Agreed that that’s how social media evolved, but there’s just so much more social media is capable of.

Here are a few important ways to use social media to help grow your business or provide some value to you:

Use social to bring in relevant traffic

 

You know this already, but it’s important. So, we’ll let it sink in. Use a combination of all your social accounts — putting up the kind of format that each network demands (meaning that images do well on Pinterest and Instagram; your blog posts get traction on Twitter, LinkedIn, and Facebook) — to get some traffic back to your own website.

When a few members of your social networks click on those posts or other content you share, they come back to visit you.

Plus, you can also use tools like Snip.ly to get traffic to specific calls to action (using which you can send traffic to either pages of your website, landing pages with offers, or wherever you please).

Your social media accounts can be at work 24 x 7, with timed and regular updates going out throughout the day (hint: use Buffer or Hootsuite).

Small talk is profitable

 

All of that content on Social media isn’t meant to be consumed (like you’d with a newspaper or a magazine). You are supposed to consume content, yes. But you also supposed to dig a little deeper while casting the net ever so wide to find out who those real people are behind all the content.
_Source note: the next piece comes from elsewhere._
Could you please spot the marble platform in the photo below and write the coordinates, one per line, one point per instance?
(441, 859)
Mentions, interactions, small talk, conversations that flow back and forth, acquaintances, friendships, and professional relationships — these bring value to your social presence (apart from the obvious traffic, which is again people).
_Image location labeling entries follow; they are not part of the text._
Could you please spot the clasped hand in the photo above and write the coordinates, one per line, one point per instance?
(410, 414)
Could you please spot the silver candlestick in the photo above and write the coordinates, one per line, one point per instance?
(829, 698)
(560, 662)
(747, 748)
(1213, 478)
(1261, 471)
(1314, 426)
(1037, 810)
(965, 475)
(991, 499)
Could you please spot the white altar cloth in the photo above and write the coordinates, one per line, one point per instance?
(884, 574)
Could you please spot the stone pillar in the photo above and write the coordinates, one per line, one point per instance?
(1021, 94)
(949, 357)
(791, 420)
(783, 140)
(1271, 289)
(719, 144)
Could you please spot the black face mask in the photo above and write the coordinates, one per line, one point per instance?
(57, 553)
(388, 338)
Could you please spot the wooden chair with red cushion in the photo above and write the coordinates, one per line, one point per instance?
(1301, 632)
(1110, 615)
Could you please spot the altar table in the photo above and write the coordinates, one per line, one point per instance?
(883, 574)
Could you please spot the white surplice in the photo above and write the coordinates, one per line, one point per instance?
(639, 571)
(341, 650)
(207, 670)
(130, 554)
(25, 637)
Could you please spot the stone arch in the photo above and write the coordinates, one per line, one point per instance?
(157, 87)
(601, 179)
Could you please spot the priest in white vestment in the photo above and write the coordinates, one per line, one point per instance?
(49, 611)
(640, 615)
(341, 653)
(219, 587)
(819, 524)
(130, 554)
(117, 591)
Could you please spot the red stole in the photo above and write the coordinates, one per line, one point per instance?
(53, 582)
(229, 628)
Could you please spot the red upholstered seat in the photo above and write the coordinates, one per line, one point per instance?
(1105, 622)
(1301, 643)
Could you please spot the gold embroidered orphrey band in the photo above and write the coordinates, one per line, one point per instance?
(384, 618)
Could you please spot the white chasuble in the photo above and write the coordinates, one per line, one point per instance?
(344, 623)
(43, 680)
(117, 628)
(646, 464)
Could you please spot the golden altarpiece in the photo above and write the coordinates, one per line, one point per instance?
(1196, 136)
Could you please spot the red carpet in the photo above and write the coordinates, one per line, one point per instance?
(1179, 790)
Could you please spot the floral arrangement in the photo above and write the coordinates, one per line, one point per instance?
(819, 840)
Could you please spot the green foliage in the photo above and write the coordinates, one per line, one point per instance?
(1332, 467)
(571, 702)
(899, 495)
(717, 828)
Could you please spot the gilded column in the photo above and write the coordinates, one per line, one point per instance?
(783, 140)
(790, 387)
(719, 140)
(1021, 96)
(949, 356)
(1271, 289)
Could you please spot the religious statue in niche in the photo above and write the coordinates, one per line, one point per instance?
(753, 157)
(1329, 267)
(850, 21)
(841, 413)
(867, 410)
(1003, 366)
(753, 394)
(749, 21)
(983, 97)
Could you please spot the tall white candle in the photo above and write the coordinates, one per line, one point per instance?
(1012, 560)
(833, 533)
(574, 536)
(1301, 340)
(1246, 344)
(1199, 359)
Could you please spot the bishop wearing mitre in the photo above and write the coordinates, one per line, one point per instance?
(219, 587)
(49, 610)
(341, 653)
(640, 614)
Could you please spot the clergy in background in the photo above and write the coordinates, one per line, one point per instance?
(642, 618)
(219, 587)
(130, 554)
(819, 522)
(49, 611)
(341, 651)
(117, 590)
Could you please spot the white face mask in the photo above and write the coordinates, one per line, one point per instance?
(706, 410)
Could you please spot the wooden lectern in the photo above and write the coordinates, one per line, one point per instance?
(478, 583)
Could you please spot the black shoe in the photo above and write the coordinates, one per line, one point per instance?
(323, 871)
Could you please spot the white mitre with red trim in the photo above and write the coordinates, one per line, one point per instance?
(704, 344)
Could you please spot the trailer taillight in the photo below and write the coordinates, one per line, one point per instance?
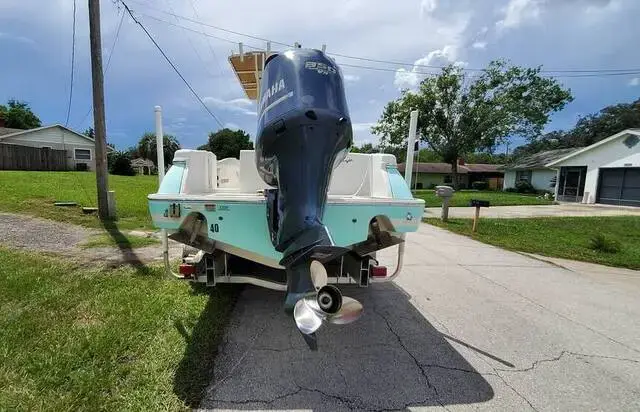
(379, 271)
(187, 270)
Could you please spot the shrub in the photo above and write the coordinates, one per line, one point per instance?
(480, 185)
(601, 243)
(120, 164)
(524, 187)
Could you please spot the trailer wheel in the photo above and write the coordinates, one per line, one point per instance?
(189, 250)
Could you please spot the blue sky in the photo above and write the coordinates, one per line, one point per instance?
(35, 54)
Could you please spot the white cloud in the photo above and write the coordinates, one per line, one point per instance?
(362, 133)
(411, 78)
(232, 126)
(517, 12)
(239, 105)
(351, 78)
(359, 127)
(20, 39)
(427, 7)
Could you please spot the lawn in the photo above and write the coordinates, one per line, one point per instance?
(462, 198)
(34, 193)
(118, 239)
(86, 339)
(562, 237)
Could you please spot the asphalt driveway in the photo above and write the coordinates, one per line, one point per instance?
(560, 210)
(466, 326)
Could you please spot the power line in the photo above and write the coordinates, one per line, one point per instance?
(196, 31)
(212, 26)
(435, 74)
(106, 69)
(213, 53)
(192, 45)
(384, 69)
(73, 59)
(396, 63)
(481, 70)
(126, 7)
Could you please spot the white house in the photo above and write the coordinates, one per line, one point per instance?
(79, 148)
(533, 169)
(605, 172)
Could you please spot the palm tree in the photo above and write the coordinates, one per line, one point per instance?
(147, 148)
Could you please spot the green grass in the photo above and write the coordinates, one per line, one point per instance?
(125, 339)
(34, 193)
(118, 239)
(462, 198)
(562, 237)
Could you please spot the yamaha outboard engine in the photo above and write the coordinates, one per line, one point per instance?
(304, 132)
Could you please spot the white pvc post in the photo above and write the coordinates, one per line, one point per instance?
(159, 143)
(413, 126)
(160, 164)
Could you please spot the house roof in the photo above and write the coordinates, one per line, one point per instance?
(18, 132)
(445, 168)
(140, 162)
(625, 132)
(9, 130)
(541, 159)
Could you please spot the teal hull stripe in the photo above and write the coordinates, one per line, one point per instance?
(399, 188)
(244, 225)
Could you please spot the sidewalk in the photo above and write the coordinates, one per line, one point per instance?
(510, 212)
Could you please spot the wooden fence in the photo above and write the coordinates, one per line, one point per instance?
(14, 157)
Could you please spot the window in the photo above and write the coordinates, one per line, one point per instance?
(523, 175)
(82, 154)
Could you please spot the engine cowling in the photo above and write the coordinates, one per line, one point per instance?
(304, 132)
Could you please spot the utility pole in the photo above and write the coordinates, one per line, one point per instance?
(98, 109)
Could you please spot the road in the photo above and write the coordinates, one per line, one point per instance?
(563, 209)
(466, 326)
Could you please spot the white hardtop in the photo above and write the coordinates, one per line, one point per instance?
(358, 176)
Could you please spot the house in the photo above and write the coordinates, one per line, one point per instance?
(79, 148)
(429, 175)
(607, 172)
(533, 169)
(143, 166)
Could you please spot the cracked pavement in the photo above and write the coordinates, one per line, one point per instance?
(465, 326)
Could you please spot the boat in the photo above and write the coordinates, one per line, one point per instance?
(301, 213)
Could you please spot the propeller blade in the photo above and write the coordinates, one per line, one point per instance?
(307, 315)
(350, 311)
(318, 274)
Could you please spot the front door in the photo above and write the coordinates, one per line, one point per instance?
(571, 184)
(619, 186)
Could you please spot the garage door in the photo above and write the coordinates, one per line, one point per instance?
(620, 186)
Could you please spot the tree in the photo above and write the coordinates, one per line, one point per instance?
(365, 148)
(18, 115)
(460, 115)
(227, 143)
(588, 129)
(119, 163)
(147, 148)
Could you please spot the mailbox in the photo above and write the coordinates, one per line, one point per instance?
(444, 191)
(479, 203)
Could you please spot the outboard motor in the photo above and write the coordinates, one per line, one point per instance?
(304, 132)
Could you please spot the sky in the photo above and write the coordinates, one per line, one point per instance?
(36, 49)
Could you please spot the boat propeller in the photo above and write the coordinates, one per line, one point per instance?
(326, 303)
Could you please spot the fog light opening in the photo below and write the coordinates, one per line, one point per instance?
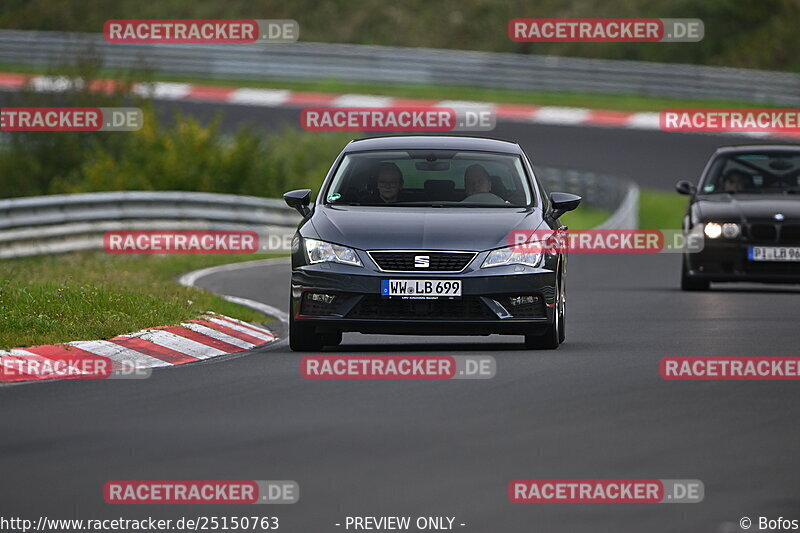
(523, 300)
(321, 297)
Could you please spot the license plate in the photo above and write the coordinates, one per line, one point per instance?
(421, 288)
(773, 253)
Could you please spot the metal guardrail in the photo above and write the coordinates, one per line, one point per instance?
(70, 222)
(315, 61)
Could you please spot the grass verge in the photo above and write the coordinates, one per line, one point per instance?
(94, 295)
(660, 210)
(584, 218)
(618, 102)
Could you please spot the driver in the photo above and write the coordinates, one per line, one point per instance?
(734, 181)
(390, 183)
(478, 185)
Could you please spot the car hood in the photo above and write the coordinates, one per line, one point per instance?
(743, 207)
(422, 228)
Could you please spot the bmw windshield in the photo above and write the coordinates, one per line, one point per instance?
(775, 172)
(430, 178)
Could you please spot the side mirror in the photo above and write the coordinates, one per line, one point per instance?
(299, 199)
(563, 202)
(685, 187)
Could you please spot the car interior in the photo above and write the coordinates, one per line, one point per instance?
(423, 183)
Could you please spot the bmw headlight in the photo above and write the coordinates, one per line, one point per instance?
(513, 255)
(712, 230)
(321, 251)
(729, 230)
Maintain those micro-interactions, acquaintances, friendships, and whatever happens on your social networks. This is your new-age ability to get as personal as you can get with a global network of existing customers, potential customers, evangelists, investors, vendors, and even future hires.

Influence. One Update at a time

 

Most followers and fans on your social networks are passive — meaning that they just sit there and let your content stream through their feeds. While you might have liked it if your social following was more active, but then, you ask for a lot.

Your social following has low attention span. This doesn’t mean “no attention” at all.

Social followers and fans might be passive (or active), but they are listening. They are tuned in. They see their tweets, log into LinkedIn, drift on Pinterest, and scroll through their Instagram feeds. Of course, they check their Facebook accounts too.

As they listen and while they stay tuned in, you have your chance to influence them. As a business or a brand, you are an influencer. You are supposed to be good at what you do, and you’ll do great when you are voice that your social following wants to hear when it comes to the topic that your business relates to.

See how each of these companies (each in a different industry) influence their respective social following with content, authority, and love.

Real-time networking: Go deep & wide

 

While you are on social media, don’t lose the opportunity of getting to know people. Go out there and click on those who follow you, talk to you, share your content, and mention you. Find out who they really are by clicking on their social handles and getting to really know them.

Handles are fine, but what are their names?

What’s their business? What do they do? What are they good at?

What do they write about? Why do they write about what they write about?

What kind of things are “they” passionate about? What tickles them?

 

Find out as much information as you possibly can, and then get in touch with them — not for a crappy link. Not because you want something from them, and certainly not because you want them to buy from you.
Do it because the world needs to listen to you, because you mean well for them, and because you care.

Social media isn’t the newspaper; it’s not a magazine. It’s an opportunity for you to connect.

The question is: are you connecting enough? Are you giving the world a tickle?